But how about precomputing the intermediate value (x)? The hash is (mostly) doing x = f(x, c) for each c in the input.
That's a fair point. If we go down that avenue, I think simply choosing a random fixed starting value for x is the correct choice, rather than computing an intermediate value.
I sort of see your point, but I still think that if we could add as little per-character overhead as possible it would be best -- sometimes people *do* hash very long strings.
Yep, agreed. My original proposal did not adequately address this.
Another option to consider would be to apply this change to some but not all of the rounds. If we added the seed lookup xor operation for only the first and last 5 values of x, we would still retain much of the benefit without adding much computational overhead for very long strings.
I like that.
I believe this is a reasonable solution. An attacker could still manipulate the internal state of long strings, but the additional information at both ends should make that difficult to exploit. I'll talk it over with the reviewers.

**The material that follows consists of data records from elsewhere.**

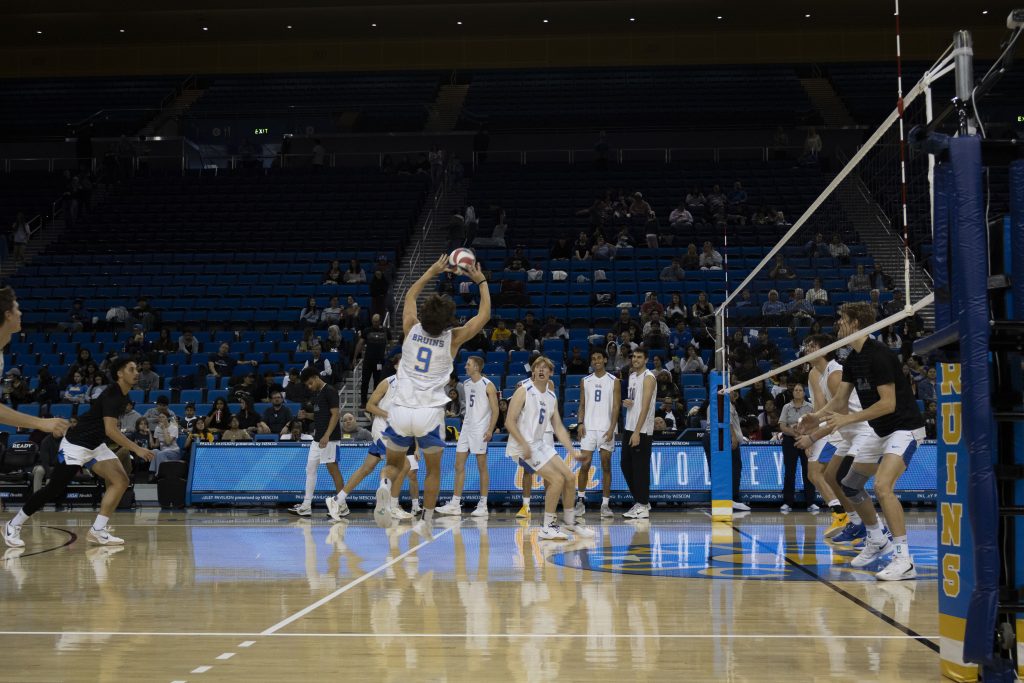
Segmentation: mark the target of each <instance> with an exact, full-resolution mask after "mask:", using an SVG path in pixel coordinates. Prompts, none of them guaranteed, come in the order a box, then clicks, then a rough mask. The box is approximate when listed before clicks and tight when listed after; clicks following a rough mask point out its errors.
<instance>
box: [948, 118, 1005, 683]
mask: <svg viewBox="0 0 1024 683" xmlns="http://www.w3.org/2000/svg"><path fill="white" fill-rule="evenodd" d="M949 158H950V164H951V166H952V176H953V177H952V181H953V191H954V201H955V206H956V210H955V213H956V215H955V219H954V221H953V222H954V229H953V231H952V232H953V234H954V236H955V237H954V242H953V243H952V244H951V245H950V246H951V247H952V253H953V254H955V266H956V267H955V272H956V278H954V279H953V283H952V284H953V288H954V294H953V298H954V301H955V305H956V311H955V313H956V321H957V324H958V327H959V340H961V362H962V377H963V401H964V405H966V407H973V408H969V409H968V410H967V411H965V414H964V437H965V439H966V443H967V451H968V453H969V454H970V470H969V472H970V474H969V480H968V500H969V502H970V510H971V519H970V523H971V531H972V533H973V537H974V549H973V551H974V561H975V585H974V589H973V591H972V593H971V602H970V605H969V607H968V613H967V629H966V632H965V637H964V659H965V661H974V663H977V664H980V665H983V666H984V665H987V664H995V660H994V658H993V655H994V635H995V623H996V616H997V608H998V597H999V557H1000V553H999V543H998V496H997V492H996V485H995V473H994V470H993V467H992V460H993V457H994V449H993V442H992V434H994V432H995V427H994V423H993V421H992V414H991V410H990V407H991V404H992V403H991V378H990V374H989V366H988V364H989V360H988V355H989V349H988V340H989V319H990V316H989V305H988V238H987V226H986V225H985V206H984V201H983V198H984V190H983V188H982V167H981V138H979V137H978V136H974V135H972V136H966V137H958V138H954V139H952V140H950V142H949Z"/></svg>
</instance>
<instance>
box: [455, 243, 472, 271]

We could also consider a less computationally expensive operation than the modulo for calculating the lookup index, like simply truncating to the correct number of bits.
Sure. Thanks for thinking about all the details here!!
Again, I'll talk to the reviewers (and run the randomness test battery) to be double-check that this doesn't affect the distribution in some unexpected way, but I think it should be fine.
PS. Is the collision-generator used in the attack code open source?
Not in working form, and they've turned down requests for it from other projects that want to check their work. If it's imperative that we have one, I can write one, but I'd rather not spend the effort if we don't need it.